Swoją pracę senatorowie rozpoczęli 25 października od wizyty w Centralnej Komisji Wyborczej (CKW), gdzie przyglądali się wydawaniu akredytacji dla mediów i obserwatorów międzynarodowych i lokalnych, a także materiałów wyborczych przeznaczonych dla okręgowych i obwodowych komisji wyborczych. Wszelkich wyjaśnień udzielała rzeczniczka CKW Ketevan Dangadze. Następnie senatorowie udali się do lokalnego sztabu wyborczego kandydatki Nino Burjanadze (lista nr 14), gdzie senator Grażyna Sztark rozmawiała z zastępcą szefa jej Krajowego Sztabu Wyborczego. W ocenie działaczy Demokratycznego Ruchu Zjednoczona Gruzja, w prowadzeniu i finansowaniu kampanii wyborczej dochodziło do nieprawidłowości na dużą skalę. Ruch zarzuca kupowanie głosów zarówno Gruzińskiemu Marzeniu, jak i Zjednoczonemu Ruchowi Narodowemu.

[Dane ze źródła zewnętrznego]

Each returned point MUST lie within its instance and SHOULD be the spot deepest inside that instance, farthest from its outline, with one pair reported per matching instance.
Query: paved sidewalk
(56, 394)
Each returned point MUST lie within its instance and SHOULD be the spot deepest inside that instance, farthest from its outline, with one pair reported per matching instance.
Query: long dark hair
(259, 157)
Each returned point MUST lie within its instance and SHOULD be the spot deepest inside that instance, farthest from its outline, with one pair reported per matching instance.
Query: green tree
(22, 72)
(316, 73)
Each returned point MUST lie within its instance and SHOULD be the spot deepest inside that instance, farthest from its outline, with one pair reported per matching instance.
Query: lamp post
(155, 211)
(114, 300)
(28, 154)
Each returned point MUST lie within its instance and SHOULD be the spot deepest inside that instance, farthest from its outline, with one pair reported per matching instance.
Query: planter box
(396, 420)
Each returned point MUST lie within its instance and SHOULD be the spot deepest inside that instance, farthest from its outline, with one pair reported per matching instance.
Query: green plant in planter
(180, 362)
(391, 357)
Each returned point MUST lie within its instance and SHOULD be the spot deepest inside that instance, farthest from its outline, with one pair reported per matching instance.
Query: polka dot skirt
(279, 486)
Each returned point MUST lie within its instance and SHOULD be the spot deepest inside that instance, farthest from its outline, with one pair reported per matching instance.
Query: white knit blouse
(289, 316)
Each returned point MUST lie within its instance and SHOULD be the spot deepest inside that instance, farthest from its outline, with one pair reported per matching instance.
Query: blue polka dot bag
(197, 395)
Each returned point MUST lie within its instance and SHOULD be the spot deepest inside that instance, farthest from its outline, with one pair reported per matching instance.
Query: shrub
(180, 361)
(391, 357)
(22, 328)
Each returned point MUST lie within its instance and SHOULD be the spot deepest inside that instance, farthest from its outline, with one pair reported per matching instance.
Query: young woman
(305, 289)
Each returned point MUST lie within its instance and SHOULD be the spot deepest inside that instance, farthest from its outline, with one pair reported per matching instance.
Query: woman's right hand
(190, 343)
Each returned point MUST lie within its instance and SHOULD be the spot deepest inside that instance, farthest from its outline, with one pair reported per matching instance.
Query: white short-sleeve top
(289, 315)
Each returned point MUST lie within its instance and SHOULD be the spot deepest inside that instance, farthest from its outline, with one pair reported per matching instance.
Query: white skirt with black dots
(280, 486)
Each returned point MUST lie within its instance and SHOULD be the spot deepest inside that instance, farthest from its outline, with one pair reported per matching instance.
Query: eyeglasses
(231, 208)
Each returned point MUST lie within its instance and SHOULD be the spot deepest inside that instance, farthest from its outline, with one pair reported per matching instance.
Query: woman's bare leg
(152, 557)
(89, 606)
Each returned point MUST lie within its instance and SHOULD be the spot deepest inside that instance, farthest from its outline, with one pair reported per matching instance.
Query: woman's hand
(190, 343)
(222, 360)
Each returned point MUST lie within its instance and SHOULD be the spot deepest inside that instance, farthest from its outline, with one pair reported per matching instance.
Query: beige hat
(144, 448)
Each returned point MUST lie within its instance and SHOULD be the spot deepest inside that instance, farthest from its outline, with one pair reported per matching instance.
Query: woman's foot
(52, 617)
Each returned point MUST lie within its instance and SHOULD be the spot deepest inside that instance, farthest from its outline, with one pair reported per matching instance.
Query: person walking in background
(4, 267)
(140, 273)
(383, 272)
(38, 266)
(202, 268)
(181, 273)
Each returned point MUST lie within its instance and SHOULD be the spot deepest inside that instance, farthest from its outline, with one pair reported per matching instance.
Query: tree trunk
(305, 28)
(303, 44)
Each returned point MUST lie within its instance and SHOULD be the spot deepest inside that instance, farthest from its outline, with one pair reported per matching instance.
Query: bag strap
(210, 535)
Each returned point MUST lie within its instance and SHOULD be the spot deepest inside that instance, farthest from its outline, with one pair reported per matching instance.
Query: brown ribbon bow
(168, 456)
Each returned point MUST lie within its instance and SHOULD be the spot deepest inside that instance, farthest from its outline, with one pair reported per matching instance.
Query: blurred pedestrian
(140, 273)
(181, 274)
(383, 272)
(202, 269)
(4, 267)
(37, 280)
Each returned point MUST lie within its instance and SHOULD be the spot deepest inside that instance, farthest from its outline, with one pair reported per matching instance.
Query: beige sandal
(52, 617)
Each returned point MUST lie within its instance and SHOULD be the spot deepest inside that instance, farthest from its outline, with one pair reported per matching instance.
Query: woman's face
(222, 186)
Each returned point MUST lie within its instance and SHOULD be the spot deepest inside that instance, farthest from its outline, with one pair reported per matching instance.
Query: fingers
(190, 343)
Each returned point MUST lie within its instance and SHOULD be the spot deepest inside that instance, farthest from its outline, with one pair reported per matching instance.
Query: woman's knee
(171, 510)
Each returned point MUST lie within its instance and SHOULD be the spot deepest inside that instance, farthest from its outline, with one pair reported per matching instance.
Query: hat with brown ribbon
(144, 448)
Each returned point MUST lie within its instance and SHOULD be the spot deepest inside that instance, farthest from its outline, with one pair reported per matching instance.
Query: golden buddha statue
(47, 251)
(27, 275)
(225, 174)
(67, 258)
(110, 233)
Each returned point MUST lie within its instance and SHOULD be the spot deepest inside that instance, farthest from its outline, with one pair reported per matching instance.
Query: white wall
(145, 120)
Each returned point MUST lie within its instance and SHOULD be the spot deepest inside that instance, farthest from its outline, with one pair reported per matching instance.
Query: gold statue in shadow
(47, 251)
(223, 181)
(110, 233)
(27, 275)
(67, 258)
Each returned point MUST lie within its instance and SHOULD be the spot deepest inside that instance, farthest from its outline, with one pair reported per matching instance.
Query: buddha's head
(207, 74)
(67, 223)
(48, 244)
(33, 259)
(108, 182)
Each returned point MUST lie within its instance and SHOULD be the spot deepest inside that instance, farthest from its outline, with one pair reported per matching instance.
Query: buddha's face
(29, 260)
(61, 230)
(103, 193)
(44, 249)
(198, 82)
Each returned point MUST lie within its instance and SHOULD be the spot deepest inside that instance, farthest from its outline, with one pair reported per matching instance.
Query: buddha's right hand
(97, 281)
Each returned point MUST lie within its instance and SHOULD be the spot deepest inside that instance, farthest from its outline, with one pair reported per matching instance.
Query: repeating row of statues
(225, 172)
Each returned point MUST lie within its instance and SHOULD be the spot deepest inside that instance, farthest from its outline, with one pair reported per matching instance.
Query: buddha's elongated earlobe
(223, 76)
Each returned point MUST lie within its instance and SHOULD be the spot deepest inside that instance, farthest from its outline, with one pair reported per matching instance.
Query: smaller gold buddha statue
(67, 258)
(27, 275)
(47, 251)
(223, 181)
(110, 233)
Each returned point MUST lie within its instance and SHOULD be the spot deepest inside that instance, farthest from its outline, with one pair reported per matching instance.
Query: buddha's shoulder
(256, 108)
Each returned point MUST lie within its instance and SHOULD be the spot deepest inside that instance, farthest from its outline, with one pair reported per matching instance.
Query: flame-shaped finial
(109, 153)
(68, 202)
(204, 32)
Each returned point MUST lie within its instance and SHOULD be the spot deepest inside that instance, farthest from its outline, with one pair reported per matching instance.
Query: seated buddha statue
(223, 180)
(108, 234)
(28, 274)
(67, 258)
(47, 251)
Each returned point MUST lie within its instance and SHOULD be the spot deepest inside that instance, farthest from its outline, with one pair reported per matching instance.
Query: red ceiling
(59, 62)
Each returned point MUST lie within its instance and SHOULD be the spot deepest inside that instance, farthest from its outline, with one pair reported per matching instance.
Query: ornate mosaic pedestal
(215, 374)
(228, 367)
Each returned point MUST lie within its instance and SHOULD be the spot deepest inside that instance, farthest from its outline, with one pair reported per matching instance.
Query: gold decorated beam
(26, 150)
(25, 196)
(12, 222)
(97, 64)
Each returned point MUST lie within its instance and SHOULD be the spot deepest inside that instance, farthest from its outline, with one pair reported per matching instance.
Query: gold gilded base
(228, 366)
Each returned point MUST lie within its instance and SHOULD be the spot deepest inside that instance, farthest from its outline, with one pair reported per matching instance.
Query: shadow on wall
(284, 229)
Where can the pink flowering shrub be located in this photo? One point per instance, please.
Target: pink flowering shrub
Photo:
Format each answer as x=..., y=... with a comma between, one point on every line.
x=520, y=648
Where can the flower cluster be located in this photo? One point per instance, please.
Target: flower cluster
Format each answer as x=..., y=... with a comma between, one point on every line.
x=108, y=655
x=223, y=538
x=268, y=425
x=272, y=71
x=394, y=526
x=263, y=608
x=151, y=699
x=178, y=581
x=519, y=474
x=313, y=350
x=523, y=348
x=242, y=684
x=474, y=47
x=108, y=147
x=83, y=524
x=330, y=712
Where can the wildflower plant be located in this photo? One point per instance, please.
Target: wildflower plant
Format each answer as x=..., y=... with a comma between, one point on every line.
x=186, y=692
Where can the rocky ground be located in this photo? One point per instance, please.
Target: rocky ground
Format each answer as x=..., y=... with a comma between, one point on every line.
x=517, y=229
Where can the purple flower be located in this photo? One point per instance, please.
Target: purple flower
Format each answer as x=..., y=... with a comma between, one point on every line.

Tego samego dnia senatorowie spotkali się z ambasadorem RP w Gruzji Andrzejem Cieszkowskim. Jak podkreślił, jedynie Demokratyczny Ruch Zjednoczona Gruzja zapowiada protesty uliczne, jeżeli Nino Burjanadze nie przejdzie do drugiej tury, co – według ruchu – miałoby świadczyć o wyborczym fałszerstwie.

Senatorowie odwiedzili także siedzibę Ruchu Społecznego „Wielonarodowa Gruzja” zrzeszającego lokalne organizacje prowadzące obserwację wyborów w regionach, gdzie znajdują się duże skupiska mniejszości narodowych (Samtskhe-Javakheti i Klemo Kartli). W ocenie przewodniczącego tego ruchu Arnolda Stepaniana, mimo występujących nadal różnego rodzaju trudności widać wyraźną zmianę polityki wobec mniejszości narodowych. Po raz pierwszy zaproszenia na nadchodzące wybory wydrukowano nie tylko w języku gruzińskim, ale również w ormiańskim i azerskim. Po raz pierwszy po gruzińsku, armeńsku i azersku dostępna była tzw. gorąca linia wyborcza. CKW przygotowała w językach mniejszości 9 spotów telewizyjnych wyjaśniających procedury wyborcze. Telewizyjne debaty między kandydatami, emitowane przez publiczną telewizję, tłumaczone były na język ormiański i azerski.

Obserwatorzy odwiedzili także różne dzielnice Tbilisi, aby przyjrzeć się przebiegowi kampanii wyborczej. Według senatorów, w porównaniu do kampanii poprzedzającej wybory parlamentarne w 2012 r. obecna była dużo mniej widoczna, a na ulicach było mniej plakatów i bilboardów.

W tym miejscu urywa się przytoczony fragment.